Он наклонился еще ниже. От него сильно пахло бренди, и что-то темное и нехорошее шевельнулось в глубинах моей памяти. Я вздрогнула и отстранилась. Но он опять придвинулся ближе.
– Помнишь старые дни в Цюрихе, Лючия? Когда мать и отец отправились выпивать и оставили нас одних, как поросят в свинарнике? Помнишь, как ты чуть не упала с балкона, пока мы кричали им вслед?
От слов Джорджо картина предстала передо мной так ясно, что на секунду мне почудилось, будто мы и вправду снова в Цюрихе, в той старой квартирке. Я с силой замотала головой. Я не хотела думать о прошлом. Оно забыто. Закончено.
– Я спас тебе жизнь.
Я положила щетку и искоса взглянула на него. Зачем он напомнил мне об этом? Хитрая уловка, попытка сказать мне, что мы снова можем оказаться в том же ужасном положении? В нищете и грязи?
– Я думал, что не удержу тебя там, на балконе, Лючия.
Джорджо положил руку мне на колено. На минуту мне показалось, что, возможно, мне стоит быть с ним честной. Не обращать внимания на растущую брешь между нами и рассказать все о мистере Беккете. Но в его глазах вдруг засветились враждебность и холодное любопытство.
– А… это кто-то другой, верно? Вот почему ты отказала бедному старому Эмилю! Я вижу это по твоему лицу. Ты ждешь предложения от другого! – Он выпрямился, торжествующий и самодовольный. – Так кто же это, Лючия? Для кого ты себя бережешь?
Я качнула головой. Ничего я ему не скажу. Я хочу, чтобы вернулся мой прежний Джордже А этот, новый, пьяный, ушел.

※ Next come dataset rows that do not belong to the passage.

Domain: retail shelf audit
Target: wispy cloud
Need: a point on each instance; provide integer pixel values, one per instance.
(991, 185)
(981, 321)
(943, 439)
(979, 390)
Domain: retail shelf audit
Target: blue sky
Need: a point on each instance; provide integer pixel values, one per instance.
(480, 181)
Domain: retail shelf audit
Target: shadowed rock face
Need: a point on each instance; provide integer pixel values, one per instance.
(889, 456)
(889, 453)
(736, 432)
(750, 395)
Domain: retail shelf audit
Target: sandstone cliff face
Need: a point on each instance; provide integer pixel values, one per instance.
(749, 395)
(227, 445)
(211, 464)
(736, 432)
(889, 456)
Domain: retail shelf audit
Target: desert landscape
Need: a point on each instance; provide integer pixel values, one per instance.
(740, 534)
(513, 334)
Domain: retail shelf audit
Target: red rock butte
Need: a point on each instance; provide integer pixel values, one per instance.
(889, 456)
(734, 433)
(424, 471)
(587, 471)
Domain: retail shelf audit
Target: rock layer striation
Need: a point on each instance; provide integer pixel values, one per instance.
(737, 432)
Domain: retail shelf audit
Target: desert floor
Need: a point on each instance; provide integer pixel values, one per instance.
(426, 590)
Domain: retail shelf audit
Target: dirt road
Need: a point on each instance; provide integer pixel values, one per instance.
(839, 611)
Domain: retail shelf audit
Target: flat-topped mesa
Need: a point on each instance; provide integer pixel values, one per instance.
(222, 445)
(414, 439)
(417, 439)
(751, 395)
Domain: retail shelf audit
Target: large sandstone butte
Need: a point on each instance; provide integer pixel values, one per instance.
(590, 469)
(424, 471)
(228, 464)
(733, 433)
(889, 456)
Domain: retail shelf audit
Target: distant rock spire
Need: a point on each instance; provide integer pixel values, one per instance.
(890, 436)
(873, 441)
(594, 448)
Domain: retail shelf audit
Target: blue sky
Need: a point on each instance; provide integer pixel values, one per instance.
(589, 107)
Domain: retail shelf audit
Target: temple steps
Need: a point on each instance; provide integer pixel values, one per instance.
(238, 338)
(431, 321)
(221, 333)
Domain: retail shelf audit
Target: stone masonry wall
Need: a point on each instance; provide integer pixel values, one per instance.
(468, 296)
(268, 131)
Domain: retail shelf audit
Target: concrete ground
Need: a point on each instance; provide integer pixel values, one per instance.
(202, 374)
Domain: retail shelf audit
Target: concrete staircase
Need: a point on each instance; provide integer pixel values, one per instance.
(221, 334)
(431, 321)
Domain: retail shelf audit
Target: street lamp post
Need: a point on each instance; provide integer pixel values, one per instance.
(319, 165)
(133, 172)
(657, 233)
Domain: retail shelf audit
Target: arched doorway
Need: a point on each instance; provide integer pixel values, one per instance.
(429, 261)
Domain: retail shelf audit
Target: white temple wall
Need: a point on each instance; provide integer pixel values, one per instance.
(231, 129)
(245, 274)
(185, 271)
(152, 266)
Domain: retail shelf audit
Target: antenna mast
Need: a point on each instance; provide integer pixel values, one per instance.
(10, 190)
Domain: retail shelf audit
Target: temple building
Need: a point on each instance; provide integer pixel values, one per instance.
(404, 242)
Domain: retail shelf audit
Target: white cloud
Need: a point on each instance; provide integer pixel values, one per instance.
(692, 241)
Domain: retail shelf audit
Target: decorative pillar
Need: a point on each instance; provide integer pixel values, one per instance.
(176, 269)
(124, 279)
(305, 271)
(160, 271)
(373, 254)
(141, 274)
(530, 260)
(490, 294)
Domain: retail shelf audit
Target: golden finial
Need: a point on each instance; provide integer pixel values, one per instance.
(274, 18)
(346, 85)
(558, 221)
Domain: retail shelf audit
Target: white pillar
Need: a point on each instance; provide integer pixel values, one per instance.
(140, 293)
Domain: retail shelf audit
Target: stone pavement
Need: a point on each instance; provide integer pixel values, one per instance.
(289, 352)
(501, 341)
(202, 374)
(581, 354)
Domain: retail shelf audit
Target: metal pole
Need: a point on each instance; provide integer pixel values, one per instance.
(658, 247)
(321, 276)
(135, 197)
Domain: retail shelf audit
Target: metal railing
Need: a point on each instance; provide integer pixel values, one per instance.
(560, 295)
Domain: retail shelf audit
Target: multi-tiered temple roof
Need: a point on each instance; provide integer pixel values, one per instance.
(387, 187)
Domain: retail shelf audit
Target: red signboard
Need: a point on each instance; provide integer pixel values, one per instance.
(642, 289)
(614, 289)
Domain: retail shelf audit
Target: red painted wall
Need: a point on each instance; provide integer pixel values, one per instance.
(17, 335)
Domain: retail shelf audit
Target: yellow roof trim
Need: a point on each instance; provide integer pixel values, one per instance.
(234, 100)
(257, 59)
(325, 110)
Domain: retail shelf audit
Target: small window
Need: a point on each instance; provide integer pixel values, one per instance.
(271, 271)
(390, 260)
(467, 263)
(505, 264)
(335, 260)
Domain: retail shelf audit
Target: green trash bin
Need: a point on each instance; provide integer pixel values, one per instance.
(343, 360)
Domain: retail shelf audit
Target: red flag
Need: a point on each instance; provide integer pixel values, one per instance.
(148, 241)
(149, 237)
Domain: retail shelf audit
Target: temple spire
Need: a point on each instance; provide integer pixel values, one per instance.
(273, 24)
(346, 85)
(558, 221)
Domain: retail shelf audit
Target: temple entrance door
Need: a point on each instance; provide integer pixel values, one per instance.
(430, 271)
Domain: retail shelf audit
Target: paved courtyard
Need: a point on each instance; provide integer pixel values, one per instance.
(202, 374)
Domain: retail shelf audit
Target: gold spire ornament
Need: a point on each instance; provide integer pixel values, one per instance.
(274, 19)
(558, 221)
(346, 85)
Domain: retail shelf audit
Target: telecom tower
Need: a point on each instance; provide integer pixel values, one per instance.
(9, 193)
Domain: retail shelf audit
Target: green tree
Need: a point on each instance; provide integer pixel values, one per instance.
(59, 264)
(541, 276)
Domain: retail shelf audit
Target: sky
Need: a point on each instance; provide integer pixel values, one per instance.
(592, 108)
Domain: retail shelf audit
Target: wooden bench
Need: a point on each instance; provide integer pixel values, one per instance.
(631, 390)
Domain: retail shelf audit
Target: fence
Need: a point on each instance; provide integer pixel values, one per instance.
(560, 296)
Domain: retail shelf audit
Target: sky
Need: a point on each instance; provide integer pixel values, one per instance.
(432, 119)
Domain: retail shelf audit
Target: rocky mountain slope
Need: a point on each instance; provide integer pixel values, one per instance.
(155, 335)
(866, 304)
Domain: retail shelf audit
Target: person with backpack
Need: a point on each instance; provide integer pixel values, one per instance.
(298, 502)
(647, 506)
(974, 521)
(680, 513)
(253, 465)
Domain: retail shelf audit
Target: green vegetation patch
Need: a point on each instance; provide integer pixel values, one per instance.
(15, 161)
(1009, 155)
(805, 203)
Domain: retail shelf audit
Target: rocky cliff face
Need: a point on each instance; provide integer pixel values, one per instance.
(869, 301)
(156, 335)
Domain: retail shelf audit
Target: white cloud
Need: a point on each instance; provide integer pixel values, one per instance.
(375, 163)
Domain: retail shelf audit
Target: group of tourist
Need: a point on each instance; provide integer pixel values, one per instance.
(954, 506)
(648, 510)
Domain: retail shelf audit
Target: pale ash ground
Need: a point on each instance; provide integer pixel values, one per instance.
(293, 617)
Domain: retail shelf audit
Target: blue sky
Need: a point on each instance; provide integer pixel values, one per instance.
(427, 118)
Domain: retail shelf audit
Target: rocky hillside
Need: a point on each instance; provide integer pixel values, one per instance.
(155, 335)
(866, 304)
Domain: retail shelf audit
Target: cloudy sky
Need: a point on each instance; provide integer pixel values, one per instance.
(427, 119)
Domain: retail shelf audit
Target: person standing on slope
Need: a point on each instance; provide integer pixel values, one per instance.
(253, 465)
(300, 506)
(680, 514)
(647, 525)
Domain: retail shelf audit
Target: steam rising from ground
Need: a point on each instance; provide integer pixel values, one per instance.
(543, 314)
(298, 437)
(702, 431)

Что-то в нем пугало меня.
– Могу только надеяться, что он богат, – произнес он горько, словно его в чем-то надули.
Я схватила щетку и сжала ее так крепко, что заболели костяшки пальцев.
– Почему все должно сводиться к деньгам, и только к деньгам? А как же любовь? Помнишь, как мы с тобой говорили о любви, о том, каково это – влюбиться? Что с тобой случилось, Джорджо?
Он направился к двери.
– Потому что на свете нет ничего, кроме денег. Наша бедность так постыдна, так унизительна. Это ощущение преследует меня, Лючия. – Джорджо обернулся, и я заметила, что в его затуманенных алкоголем глазах темнеет страх. – То, как отец просит денег… Он думает, что в этом нет ничего страшного – брать деньги у чужих людей и пускать их на ветер. Но мне кажется, что это такой позор…
Я едва не вскрикнула от жалости. Но Джорджо, пошатываясь, снова подошел ко мне.
– Мы с тобой не гении. У нас нет и не будет богатых покровителей, как у отца. Ты не можешь притвориться, что любишь Эмиля? У аристократов это получается. Они женятся ради денег и продолжения рода. И в аду они видали эту любовь!
Я поразилась.
– Ты считаешь, что мне следует выйти замуж за Эмиля, не любя его? Только из-за его денег?
– И из-за… из-за его связей! – прошипел Джорджо. – Чтобы помочь всем нам. Ты в самом деле хочешь навсегда остаться девочкой на побегушках в этом доме? – Он отвернулся и нетвердым шагом побрел к двери.
– Я танцовщица! – с негодованием воскликнула я. Жестокие слова Джорджа и его презрение к моим занятиям повергли меня в шок. – Я буду знаменита! И я помогаю баббо, потому что он нехорошо себя чувствует и нуждается во мне. И это не означает, что я – девочка на побегушках! – Фотографии моих кумиров смотрели на меня, придавая смелости. – Мои танцы его вдохновляют, и ты это знаешь. Для меня это самое важное в жизни.
Джорджо сердито хмыкнул, и в уголке его рта выступила слюна.
– А я думал обо всех этих бесконечных письмах, что ты за него пишешь, о постоянных «сходи», «принеси», «сделай»… Эмиль предложил тебе выход из положения, а ты оказалась так глупа, что отвергла его. Как ты могла поступить настолько эгоистично! – Раскачиваясь, он стоял в дверях. – Подумай об этом, Лючия.